= Sophia Tolli =

Australian fashion designer

Sophia Tolli is an Australian fashion designer specializing in wedding and special occasion gowns.

== Early years ==
Sophia Tolli was born Sophia Apostolides in Australia. Tolli's beginnings in the fashion industry stemmed from her aunt, a gifted dressmaker. Tolli selected the fabrics for the clothes that her aunt would create, giving her an opportunity to develop a keen eye for styles, colors, and more. A seamstress since her early teens, Tolli began making custom prom, bridesmaids and bridal gowns from a young age. She continued her studies in design during college.

== Career ==
After 10 years as head designer at Maggie Sottero, Tolli collaborated with Mon Cheri to design her own line in 2006. Her designs include strapless ball gowns, A-line dresses, halters and slim skirts. Her gowns are known for the impeccable fit, as well as draped and corset backs.
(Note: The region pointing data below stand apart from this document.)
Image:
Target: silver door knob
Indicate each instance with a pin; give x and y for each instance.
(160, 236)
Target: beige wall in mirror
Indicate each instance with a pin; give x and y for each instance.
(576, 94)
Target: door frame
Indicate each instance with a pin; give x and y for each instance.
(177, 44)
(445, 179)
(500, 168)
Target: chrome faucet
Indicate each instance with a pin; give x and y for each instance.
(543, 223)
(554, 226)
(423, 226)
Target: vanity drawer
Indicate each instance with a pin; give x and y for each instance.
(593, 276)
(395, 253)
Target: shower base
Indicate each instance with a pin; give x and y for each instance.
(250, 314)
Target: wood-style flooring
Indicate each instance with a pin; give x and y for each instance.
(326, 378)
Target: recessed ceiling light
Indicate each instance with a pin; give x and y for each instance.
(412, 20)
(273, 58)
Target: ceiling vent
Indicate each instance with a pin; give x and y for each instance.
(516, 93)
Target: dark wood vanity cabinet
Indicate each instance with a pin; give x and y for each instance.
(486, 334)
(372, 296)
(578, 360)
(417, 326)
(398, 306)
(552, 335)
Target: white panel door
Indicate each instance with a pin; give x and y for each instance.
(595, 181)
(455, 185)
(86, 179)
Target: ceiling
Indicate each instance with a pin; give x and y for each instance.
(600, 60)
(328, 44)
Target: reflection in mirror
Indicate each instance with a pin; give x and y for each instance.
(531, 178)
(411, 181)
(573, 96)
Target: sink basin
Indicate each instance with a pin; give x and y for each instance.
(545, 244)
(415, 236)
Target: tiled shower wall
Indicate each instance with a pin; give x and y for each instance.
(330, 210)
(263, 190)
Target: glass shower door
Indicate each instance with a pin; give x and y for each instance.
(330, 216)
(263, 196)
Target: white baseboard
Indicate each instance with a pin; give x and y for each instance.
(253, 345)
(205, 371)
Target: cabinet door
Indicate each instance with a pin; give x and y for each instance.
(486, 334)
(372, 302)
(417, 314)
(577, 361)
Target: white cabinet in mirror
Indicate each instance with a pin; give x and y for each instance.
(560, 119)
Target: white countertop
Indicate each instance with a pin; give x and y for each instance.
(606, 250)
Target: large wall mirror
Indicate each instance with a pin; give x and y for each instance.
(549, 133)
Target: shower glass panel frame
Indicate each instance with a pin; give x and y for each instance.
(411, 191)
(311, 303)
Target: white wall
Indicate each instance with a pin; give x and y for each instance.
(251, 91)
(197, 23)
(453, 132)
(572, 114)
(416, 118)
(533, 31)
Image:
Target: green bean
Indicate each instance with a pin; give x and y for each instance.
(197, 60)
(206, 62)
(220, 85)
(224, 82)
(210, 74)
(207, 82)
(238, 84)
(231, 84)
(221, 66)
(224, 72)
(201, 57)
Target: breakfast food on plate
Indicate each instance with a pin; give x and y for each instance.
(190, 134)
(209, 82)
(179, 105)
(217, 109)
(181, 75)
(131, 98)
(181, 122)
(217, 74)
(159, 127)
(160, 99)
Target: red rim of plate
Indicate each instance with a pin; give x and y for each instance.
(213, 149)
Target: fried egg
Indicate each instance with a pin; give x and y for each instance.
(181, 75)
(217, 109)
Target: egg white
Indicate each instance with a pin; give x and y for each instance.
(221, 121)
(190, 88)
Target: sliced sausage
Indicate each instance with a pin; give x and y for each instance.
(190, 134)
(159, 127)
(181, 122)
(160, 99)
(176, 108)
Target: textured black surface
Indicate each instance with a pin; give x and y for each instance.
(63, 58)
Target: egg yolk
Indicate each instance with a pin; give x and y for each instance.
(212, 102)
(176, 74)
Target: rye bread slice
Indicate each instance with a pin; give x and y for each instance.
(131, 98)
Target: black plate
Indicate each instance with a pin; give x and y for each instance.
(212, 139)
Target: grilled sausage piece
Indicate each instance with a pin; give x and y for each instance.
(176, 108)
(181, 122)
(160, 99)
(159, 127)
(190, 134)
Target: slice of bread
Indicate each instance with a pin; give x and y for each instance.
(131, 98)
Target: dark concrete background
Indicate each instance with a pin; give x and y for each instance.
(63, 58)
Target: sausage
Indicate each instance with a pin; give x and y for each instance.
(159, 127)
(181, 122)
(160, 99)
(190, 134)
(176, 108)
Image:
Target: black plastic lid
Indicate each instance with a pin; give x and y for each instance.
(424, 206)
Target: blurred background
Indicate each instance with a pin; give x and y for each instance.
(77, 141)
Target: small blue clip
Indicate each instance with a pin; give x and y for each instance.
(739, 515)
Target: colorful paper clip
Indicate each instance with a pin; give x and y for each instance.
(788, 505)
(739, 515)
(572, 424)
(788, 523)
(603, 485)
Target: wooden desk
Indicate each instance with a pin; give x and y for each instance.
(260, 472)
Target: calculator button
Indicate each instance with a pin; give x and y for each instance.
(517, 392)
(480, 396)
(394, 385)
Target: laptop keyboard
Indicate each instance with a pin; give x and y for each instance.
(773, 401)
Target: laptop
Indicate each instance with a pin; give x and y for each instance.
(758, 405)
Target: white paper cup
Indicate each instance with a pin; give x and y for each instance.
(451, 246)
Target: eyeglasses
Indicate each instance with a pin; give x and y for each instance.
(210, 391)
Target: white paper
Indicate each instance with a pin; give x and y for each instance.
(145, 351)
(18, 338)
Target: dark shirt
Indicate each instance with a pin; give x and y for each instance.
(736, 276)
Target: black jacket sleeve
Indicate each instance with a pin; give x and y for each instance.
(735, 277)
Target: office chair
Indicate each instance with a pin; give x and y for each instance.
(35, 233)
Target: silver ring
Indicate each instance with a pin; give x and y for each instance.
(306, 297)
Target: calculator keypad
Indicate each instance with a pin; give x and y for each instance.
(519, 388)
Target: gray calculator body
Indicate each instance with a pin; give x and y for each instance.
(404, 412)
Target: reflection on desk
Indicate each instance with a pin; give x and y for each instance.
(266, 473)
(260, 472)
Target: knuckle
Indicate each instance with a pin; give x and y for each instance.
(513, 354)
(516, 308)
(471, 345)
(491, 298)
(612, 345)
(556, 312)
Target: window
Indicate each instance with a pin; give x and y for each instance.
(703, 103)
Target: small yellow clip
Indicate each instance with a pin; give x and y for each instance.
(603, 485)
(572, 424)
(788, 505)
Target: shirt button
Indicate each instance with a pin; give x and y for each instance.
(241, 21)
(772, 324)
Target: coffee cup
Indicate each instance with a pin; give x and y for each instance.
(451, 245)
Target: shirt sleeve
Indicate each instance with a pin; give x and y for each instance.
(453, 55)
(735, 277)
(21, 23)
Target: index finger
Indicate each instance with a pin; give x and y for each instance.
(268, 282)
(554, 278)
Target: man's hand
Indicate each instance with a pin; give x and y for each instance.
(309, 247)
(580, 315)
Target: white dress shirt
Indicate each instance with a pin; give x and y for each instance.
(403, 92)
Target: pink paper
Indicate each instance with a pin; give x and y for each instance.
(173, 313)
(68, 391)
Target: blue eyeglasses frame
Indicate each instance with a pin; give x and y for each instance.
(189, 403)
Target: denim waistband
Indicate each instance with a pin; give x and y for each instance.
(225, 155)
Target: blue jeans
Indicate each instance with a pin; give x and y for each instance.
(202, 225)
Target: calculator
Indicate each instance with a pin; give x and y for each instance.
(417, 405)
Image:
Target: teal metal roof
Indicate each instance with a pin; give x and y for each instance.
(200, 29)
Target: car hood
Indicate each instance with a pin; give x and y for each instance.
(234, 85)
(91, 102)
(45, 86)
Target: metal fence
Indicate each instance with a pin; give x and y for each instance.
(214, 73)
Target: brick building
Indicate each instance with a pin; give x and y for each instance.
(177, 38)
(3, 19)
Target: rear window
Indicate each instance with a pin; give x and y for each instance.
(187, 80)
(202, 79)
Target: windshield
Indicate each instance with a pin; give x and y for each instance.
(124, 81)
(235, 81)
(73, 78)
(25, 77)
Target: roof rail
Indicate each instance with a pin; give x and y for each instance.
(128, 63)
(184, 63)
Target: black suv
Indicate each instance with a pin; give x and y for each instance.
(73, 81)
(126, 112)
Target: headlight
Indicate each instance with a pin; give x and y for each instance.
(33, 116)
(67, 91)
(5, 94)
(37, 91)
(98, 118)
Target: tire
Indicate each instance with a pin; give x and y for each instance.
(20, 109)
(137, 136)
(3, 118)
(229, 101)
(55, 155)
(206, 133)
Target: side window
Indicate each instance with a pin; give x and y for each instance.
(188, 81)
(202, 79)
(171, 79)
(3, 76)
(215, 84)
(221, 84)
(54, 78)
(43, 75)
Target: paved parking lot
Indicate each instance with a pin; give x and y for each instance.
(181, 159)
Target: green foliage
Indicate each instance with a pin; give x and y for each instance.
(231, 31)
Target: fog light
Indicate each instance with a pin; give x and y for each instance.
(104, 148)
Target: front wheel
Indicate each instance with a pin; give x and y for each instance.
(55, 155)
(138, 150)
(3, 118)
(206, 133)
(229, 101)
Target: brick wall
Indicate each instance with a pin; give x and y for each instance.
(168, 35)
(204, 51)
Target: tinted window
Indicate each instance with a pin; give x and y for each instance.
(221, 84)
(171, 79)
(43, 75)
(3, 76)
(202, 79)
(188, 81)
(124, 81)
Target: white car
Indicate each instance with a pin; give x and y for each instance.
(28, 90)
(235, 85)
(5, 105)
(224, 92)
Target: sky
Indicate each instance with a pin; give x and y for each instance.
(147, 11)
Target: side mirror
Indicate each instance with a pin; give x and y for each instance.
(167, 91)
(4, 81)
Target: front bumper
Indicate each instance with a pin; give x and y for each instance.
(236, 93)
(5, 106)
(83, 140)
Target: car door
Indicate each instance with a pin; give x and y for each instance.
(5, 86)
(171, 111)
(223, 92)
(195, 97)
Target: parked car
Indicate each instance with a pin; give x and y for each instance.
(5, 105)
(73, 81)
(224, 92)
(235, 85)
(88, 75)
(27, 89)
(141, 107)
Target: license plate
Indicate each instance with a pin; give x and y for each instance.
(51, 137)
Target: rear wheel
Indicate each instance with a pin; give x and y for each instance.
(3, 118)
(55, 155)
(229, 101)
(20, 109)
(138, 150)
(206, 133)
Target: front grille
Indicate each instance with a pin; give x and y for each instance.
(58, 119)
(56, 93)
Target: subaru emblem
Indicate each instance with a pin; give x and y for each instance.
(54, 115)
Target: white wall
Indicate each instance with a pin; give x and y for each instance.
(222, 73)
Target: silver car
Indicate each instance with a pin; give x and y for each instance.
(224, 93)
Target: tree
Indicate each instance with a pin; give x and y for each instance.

Tolli enjoys naming her gowns after pop culture trends at the time; two of her most recent collections are named after characters from The Hunger Games and Game of Thrones.

Tolli later launched a Special Occasion collection of cocktail dresses with Mon Cheri for bridesmaids, young mothers, homecomings and prom.

Tolli's designs have been featured on the cover of Wedding Ideas Magazine.

== Awards and honours ==
In 2010, Sophia Tolli gown Y2954 won Wedding Dress of the Year at the Harrogate Bridal Buyer Awards.